Fewer than one in four homeless people housed by the government's Everyone In scheme have moved into permanent accommodation, according to figures seen by the BBC.
The initiative provided over 37,000 rough sleepers with a place to stay during the pandemic.
But housing charity Shelter warned many were still in temporary homes or may even be back on the streets.
The government said the figures were "misleading".
And it said it would "build on the progress made" by the scheme by providing over £750m this year to tackle homelessness and rough sleeping.
Shelter submitted Freedom of Information requests to every local authority in England to find out what had happened to those helped by Everyone In, which was launched in March 2020 as the pandemic hit the country.
The data - shared with the BBC - showed more than three quarters of those initially accommodated, around 29,000 people, were in emergency or temporary accommodation, had reconnected with friends or family, or were likely to have returned to the streets.

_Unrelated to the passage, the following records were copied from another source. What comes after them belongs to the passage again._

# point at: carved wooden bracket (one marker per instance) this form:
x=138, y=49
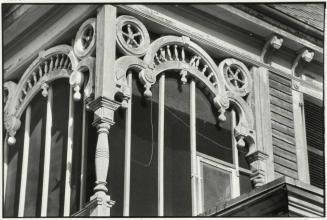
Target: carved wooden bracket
x=274, y=43
x=83, y=75
x=227, y=85
x=258, y=168
x=303, y=57
x=54, y=63
x=84, y=43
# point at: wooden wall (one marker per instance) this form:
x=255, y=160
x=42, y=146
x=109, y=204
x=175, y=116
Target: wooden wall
x=283, y=136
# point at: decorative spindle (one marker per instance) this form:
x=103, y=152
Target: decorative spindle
x=157, y=58
x=222, y=116
x=192, y=60
x=183, y=74
x=77, y=95
x=40, y=72
x=51, y=64
x=57, y=61
x=102, y=158
x=163, y=54
x=210, y=75
x=11, y=140
x=34, y=77
x=46, y=67
x=197, y=62
x=62, y=59
x=147, y=93
x=30, y=86
x=204, y=68
x=240, y=142
x=24, y=92
x=169, y=53
x=183, y=55
x=66, y=63
x=45, y=88
x=176, y=52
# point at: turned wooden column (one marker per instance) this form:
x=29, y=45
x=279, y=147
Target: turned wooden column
x=104, y=110
x=103, y=106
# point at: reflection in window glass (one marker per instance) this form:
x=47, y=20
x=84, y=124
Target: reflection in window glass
x=245, y=183
x=58, y=147
x=216, y=185
x=13, y=174
x=35, y=157
x=212, y=139
x=144, y=144
x=76, y=159
x=177, y=164
x=115, y=178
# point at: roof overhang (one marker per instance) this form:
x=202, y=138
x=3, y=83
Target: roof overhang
x=281, y=197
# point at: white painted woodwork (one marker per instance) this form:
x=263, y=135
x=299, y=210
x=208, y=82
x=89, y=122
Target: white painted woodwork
x=262, y=112
x=199, y=186
x=127, y=167
x=217, y=44
x=193, y=146
x=47, y=152
x=5, y=166
x=83, y=158
x=105, y=52
x=26, y=146
x=47, y=37
x=236, y=190
x=24, y=21
x=161, y=136
x=69, y=158
x=300, y=137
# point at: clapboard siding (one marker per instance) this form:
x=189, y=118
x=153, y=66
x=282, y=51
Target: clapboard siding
x=283, y=136
x=283, y=120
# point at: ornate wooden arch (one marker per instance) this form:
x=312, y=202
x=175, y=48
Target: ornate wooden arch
x=54, y=63
x=180, y=53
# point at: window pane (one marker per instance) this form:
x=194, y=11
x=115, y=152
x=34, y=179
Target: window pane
x=14, y=171
x=116, y=162
x=242, y=159
x=177, y=164
x=245, y=183
x=216, y=185
x=314, y=123
x=144, y=165
x=212, y=139
x=58, y=146
x=76, y=160
x=35, y=158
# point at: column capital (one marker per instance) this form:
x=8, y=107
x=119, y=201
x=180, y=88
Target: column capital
x=104, y=110
x=257, y=155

The charity warned the gains from the "watershed" scheme were at risk of being "squandered" if the government - which has pledged to end rough sleeping by the next general election - does not ensure accommodation becomes permanent.
What is Everyone In?
When the pandemic hit the UK in 2020 and the country went into lockdown, there were concerns about the vulnerability of rough sleepers as coronavirus spread.
At the end of March 2020, the government announced its plan to put a roof over the head of everyone on the streets in England by working with local councils to provide accommodation.
They initially pledged £3.2m to fund the Everyone In scheme, which saw homeless people moved into places like the-then empty hotels or other emergency accommodation to reduce the spread of the virus and keep them safe.
Funding was ended two months later to the anger of many charities, but the government said it had made a number of more targeted funding pledges to tackle the issue since.
As of January 2021, 37,000 rough sleepers had been given emergency accommodation as part of the initiative.
While widely praised, campaigners have kept the pressure on the government for a more permanent fix, saying Everyone In showed what could be done to tackle rough sleeping.
Shelter's chief executive, Polly Neate, said: "We're gravely concerned that with funding for Everyone In running out, and councils returning to 'business as usual', we will see people forced out onto the streets.
"It would be a travesty if we allowed rough sleeping to slide back to pre-pandemic levels.
"The government needs to get a grip on this situation urgently and look at what comes next."
Shelter has called on the government to provide ongoing, dedicated funding to local authorities to ensure its commitment to end rough sleeping can be met, along with more rough sleeping support and a "new generation" of social homes.
Ms Neate added: "The country opening back up isn't an excuse to forget about homeless people."
But a spokesman for the Ministry of Housing, Communities and Local Government said the charity's analysis had not taken into account those who had moved into supported housing or who had been reconnected with family and friends.
The department said it was tracking the outcome of each person helped by Everyone In, with the results to be published "in due course".
But they said the scheme had been "widely recognised as a considerable success", and that 26,000 people had already moved into longer-term accommodation.
The government has also launched a Rough Sleeping Accommodation Programme, which it said would fund 6,000 long-term move-on homes for rough sleepers by the end of the parliamentary term.